На современников все это должно было действовать неотразимо.
Я думаю, что брюсовское замечание «хотя и не символист» не столько отражало литературно-партийную узость, сколько недоумением перед равнодушием поэта к мерещившимся ему перспективам.
Но прошла четверть века. Все стало прахом, что казалось небывалыми художественными открытиями, и только то уцелело и бессмертно, что – как «Сольпес» – согрето и спасено внутренним жаром как бы мотивирующим форму, всегда понятным и всегда заразительным. Формы же, выдуманные ради них самих, оказались явно мертворожденными и погребли под своею пылью «остатки мысли и обломки чувства».
Писать мы будем все-таки как Лев Толстой, а не как Леонид Андреев.
Нельзя решить, сказалась ли в том, что Бунин остался в надменном и трезвом одиночестве среди разгула модернизма, его внутренняя сила или недостаток впечатлительности. Я опять повторю: не одни лишь слабые головы вскружило декадентство.

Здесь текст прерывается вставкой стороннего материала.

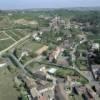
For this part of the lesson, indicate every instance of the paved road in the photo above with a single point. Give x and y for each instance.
(16, 43)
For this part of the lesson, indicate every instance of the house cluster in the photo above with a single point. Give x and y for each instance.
(94, 58)
(55, 53)
(56, 23)
(40, 88)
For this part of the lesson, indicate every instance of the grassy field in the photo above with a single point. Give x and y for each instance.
(2, 35)
(5, 43)
(7, 90)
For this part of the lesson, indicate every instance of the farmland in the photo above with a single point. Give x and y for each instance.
(7, 90)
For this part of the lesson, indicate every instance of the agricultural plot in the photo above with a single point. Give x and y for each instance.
(2, 35)
(5, 43)
(7, 90)
(17, 34)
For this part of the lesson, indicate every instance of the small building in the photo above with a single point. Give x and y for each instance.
(52, 70)
(95, 46)
(96, 71)
(60, 93)
(3, 62)
(40, 75)
(41, 50)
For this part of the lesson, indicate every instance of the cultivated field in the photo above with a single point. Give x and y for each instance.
(7, 90)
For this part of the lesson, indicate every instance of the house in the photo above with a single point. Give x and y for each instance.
(41, 50)
(40, 75)
(95, 46)
(3, 62)
(55, 53)
(96, 71)
(60, 93)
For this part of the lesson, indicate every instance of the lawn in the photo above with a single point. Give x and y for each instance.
(7, 90)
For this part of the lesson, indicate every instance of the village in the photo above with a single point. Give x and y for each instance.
(55, 62)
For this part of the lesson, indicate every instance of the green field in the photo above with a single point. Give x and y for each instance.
(7, 90)
(5, 43)
(2, 35)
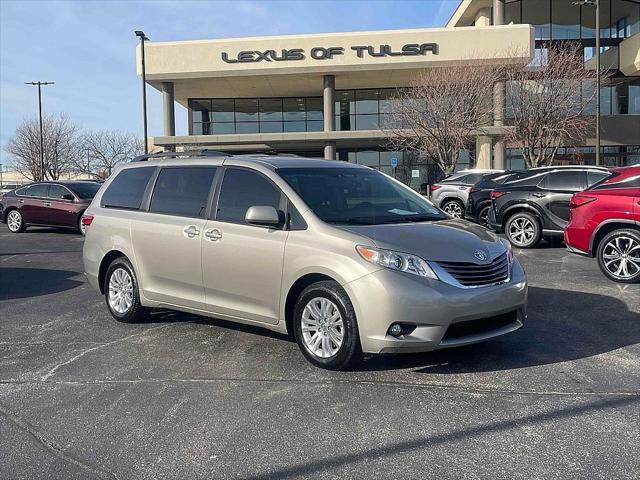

Но теперь он может быть горд своей непоколебимостью. Его проза, даже среди самых «буйных» годов, ничего не потеряла в своей свежести. В ней нечему стареть. Его стихи, даже если помнить об их связи с Майковым и Голенищевым, с эпохой оскудения поэзии, все-таки лучше стихов почти всех его сверстников, именно благодаря отсутствию всяких «завоеваний»; они проще, суше, точнее, приятнее.
* * *Бунин упрекает в близорукости критиков, нашедших в его даровании «что-то тургеневское, что-то чеховское». На Чехова он действительно похож мало. Тургенева же иногда напоминает более, чем какой-либо другой из наших писателей: есть «что-то тургеневское» в этом смешении помещика, любящего осеннюю охоту, самовар и беседы о земстве, с русским «эллинством», чуть-чуть брезгливым. От Тургенева же у Бунина и любовь к вещи, всегда стройная и ясная ее композиция.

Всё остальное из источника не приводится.